In $M_{2 \times 2}(\mathbb{R})$, the matrices

$A_1 = \begin{pmatrix} 1 & 0 \\ 0 & 0 \end{pmatrix}, \quad A_2 = \begin{pmatrix} 0 & 1 \\ 1 & 0 \end{pmatrix}, \quad A_3 = \begin{pmatrix} 0 & 0 \\ 0 & 1 \end{pmatrix}$

are linearly independent: $aA_1 + bA_2 + cA_3 = \begin{pmatrix} a & b \\ b & c \end{pmatrix} = 0$ implies $a = b = c = 0$.

$\{1, |x|\}$ is linearly independent in $F(\mathbb{R}, \mathbb{R})$. If $a \cdot 1 + b|x| = 0$ for all $x$:

• $x = 0$: $a = 0$.
• $x = 1$: $b = 0$.

If $0 \in \{v_1, \ldots, v_n\}$, the set is linearly dependent. Say $v_1 = 0$. Then $1 \cdot v_1 + 0 \cdot v_2 + \cdots + 0 \cdot v_n = 0$ is a nontrivial relation.

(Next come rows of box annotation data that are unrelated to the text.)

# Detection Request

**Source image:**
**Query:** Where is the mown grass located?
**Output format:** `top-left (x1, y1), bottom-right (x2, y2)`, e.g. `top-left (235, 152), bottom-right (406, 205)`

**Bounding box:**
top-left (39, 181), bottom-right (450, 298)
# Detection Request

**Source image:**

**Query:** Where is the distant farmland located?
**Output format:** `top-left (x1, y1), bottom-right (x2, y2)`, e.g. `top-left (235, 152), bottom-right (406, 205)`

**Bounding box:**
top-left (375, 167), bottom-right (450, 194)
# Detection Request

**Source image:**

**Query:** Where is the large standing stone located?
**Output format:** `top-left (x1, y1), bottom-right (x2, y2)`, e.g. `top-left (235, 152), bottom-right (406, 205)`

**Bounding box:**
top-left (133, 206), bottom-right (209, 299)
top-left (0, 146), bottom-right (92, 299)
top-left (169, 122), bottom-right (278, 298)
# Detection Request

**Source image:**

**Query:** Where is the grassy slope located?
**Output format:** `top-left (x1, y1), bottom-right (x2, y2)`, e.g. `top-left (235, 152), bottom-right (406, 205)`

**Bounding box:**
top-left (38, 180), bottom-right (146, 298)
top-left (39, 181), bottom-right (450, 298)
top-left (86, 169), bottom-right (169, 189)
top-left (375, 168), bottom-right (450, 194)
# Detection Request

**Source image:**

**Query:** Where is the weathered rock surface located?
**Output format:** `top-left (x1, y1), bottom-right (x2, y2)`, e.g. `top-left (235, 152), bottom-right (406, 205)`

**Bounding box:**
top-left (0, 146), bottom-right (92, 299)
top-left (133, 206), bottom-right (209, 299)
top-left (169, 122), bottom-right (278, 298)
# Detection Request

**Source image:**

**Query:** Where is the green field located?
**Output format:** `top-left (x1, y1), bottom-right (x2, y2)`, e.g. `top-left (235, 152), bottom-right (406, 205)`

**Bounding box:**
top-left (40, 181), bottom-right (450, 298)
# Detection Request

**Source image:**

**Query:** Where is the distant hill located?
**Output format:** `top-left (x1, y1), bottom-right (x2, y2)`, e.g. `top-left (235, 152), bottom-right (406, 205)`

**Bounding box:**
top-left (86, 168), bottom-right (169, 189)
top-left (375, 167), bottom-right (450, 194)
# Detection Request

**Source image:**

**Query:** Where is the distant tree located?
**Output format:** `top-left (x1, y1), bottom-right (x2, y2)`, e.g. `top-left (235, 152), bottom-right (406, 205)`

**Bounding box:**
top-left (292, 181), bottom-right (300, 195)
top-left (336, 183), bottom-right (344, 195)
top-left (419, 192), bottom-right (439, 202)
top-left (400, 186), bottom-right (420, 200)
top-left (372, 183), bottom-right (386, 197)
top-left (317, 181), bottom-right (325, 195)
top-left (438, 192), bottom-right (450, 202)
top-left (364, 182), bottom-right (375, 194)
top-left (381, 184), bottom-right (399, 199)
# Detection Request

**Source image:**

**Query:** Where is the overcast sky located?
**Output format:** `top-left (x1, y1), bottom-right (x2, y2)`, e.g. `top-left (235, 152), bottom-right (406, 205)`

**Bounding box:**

If $\{v_1, \ldots, v_n\}$ is linearly dependent and $w \in V$, then $\{v_1, \ldots, v_n, w\}$ is also linearly dependent: the existing nontrivial relation extends with coefficient $0$ for $w$.

If $\{v_1, \ldots, v_n\}$ is linearly independent, then every nonempty subset is linearly independent. (Any nontrivial relation in the subset would extend to a nontrivial relation in the full set.)

$\{1, i\}$ is linearly independent in $\mathbb{C}$ viewed as a vector space over $\mathbb{R}$, but linearly dependent in $\mathbb{C}$ over $\mathbb{C}$ (since $i = i \cdot 1$). The field matters.

For $n$ times differentiable functions $f_1, \ldots, f_n$, the Wronskian is

$W(f_1, \ldots, f_n)(x) = \det \begin{pmatrix} f_1(x) & \cdots & f_n(x) \\ f_1'(x) & \cdots & f_n'(x) \\ \vdots & \ddots & \vdots \\ f_1^{(n-1)}(x) & \cdots & f_n^{(n-1)}(x) \end{pmatrix}.$

If $W \neq 0$ at some point, then $f_1, \ldots, f_n$ are linearly independent.

For example, $W(\sin x, \cos x) = \sin x \cdot (-\sin x) - \cos x \cdot \cos x = -1 \neq 0$.